Gradually women hikers began to wear trousers under their skirts, sometimes leaving the skirts behind in the railroad station from which the hike began. This group held together until 1918 or 1920 when it fell apart because of marriages and people moving.

 

New Clubs Form


Gambs, Thomas, Page, Gaddis and others active in the Wanderlusters, or in working with the young people living in the YMCAs and YWCAs who had come to Washington to do war work, formed a Red Triangle Hiking Club. The club continued until the mid 1920s, when it too fell victim to marriages and moves. By this time women were wearing more practical clothing for hiking, and skirts were short.

 

Bill Richardson, who later was PATC’s best camp cook and a participant in the Justice Douglas hike, and Winona George, another PATCer, were also members of the Red Triangle Club.

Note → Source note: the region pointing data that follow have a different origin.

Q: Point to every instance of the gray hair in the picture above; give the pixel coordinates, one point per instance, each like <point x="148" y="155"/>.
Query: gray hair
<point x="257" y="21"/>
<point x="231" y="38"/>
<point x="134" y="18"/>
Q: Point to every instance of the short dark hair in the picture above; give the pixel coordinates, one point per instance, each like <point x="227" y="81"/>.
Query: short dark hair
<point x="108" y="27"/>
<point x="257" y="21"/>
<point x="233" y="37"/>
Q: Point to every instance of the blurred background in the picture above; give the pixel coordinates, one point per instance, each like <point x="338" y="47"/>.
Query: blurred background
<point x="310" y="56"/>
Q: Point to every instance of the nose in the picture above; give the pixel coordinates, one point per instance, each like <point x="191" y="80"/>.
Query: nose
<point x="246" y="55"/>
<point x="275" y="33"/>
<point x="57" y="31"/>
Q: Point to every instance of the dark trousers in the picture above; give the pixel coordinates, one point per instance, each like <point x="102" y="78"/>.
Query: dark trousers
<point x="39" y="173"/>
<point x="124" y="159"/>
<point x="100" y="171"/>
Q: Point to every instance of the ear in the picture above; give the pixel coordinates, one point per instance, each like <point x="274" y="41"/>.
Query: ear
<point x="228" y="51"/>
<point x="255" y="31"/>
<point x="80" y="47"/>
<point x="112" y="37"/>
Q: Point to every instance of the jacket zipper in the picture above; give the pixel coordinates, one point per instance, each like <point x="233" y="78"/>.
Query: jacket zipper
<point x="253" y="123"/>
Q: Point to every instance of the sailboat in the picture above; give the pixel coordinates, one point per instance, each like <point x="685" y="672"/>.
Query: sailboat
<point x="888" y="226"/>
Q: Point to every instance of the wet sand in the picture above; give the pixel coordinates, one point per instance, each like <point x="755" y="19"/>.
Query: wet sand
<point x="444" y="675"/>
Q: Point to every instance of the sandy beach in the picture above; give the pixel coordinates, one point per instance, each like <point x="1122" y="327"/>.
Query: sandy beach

Bill and other members constructed a clubhouse on the Potomac, which washed away in one of the river’s larger floods.

 

A Wildflower Preservation Society, in which P.L. Ricker (PATC’s first vice president) was active, was formed in the 1920s but it faded out as well in the 1930s when Ricker moved to New York City.

 

In addition to these groups and their organized trips, Gambs and bachelor Edgar Gaddis continued their private walks, and many young ladies used to join them. Gaddis had the skill of flattery for ladies that only a true gentleman of the Old South had.

 

In 1927, the formation of PATC filled a void in Washington’s outdoor life.